A. At retirement time, one of the options is to transfer your account to a Locked-in Retirement Account (LIRA) or a prescribed RRIF with another financial institution.
Q. Can I get my money out in a lump sum?
A. If you have a small pension benefit of $20.88 or less per month at your retirement date, you may choose to take your money out in cash less a 10% withholding tax (sent to Canada Revenue Agency) or transfer your account into an RRSP.
FAQ: ContributionsDecember 15, 2011
Saving money can be challenging. It is not always easy to be disciplined enough to regularly put money aside for retirement. And even when you are committed to making regular contributions, there are times when life gets in the way and other expenses must take first priority.
That’s why we try to make contributing as easy as possible for SPP members.
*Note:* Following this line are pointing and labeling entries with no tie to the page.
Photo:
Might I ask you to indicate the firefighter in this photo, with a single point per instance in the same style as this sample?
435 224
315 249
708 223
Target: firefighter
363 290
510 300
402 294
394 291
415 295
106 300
In the FAQs below we explain more about our flexible contribution options.
Q.1 How do I make my contribution?
A. Contributions can be made in a number of ways:
- Directly from your bank account on the 1st or 15th of the month by joining the pre-authorized contribution program.
- By mail or at your financial institution using a contribution form.
- Online or by telephone through your bank.
- Authorizing payments from your VISA or MasterCard on a pre-arranged schedule.
- Contributing online, by telephone or in person using VISA or MasterCard.
Q.2 Do I have to contribute the same amount each year?
A. SPP is designed to be very flexible and to accommodate your individual financial circumstances. There is no minimum contribution. Even contributing $10 per month will build your SPP account and provide you with additional pension at retirement. The maximum contribution was changed to $2,500 effective December 7.
Q.3 Can I transfer money into SPP?
A. SPP accepts transfers, up to $10,000 per calendar year from RRSPs, RRIFs and unlocked pension plans.
Q.4 Are my SPP contributions tax deductible?
A. SPP contributions are subject to the same rules as RRSP contributions. Your SPP contribution is tax deductible by you or your spouse, if he or she contributed for you. The person claiming the deduction must have unused contribution room for RRSP purposes.
Q.5 Can my creditors access my SPP contributions for outstanding debt?
A. Your money is protected from claim or seizure except in the event of an order under a marital division or an Enforcement of Maintenance Order.
Q.6 Can I take my contributions plus investment earnings out of SPP?
A. SPP is a locked-in pension plan which means your account must stay with the Plan until you are at least 55 years old. In the event of your death, the money in your account will be paid to your beneficiary.
Within six months of joining SPP, you can withdraw your contributions if you decide that you do not wish to participate in the Plan. After six months, the funds are locked in.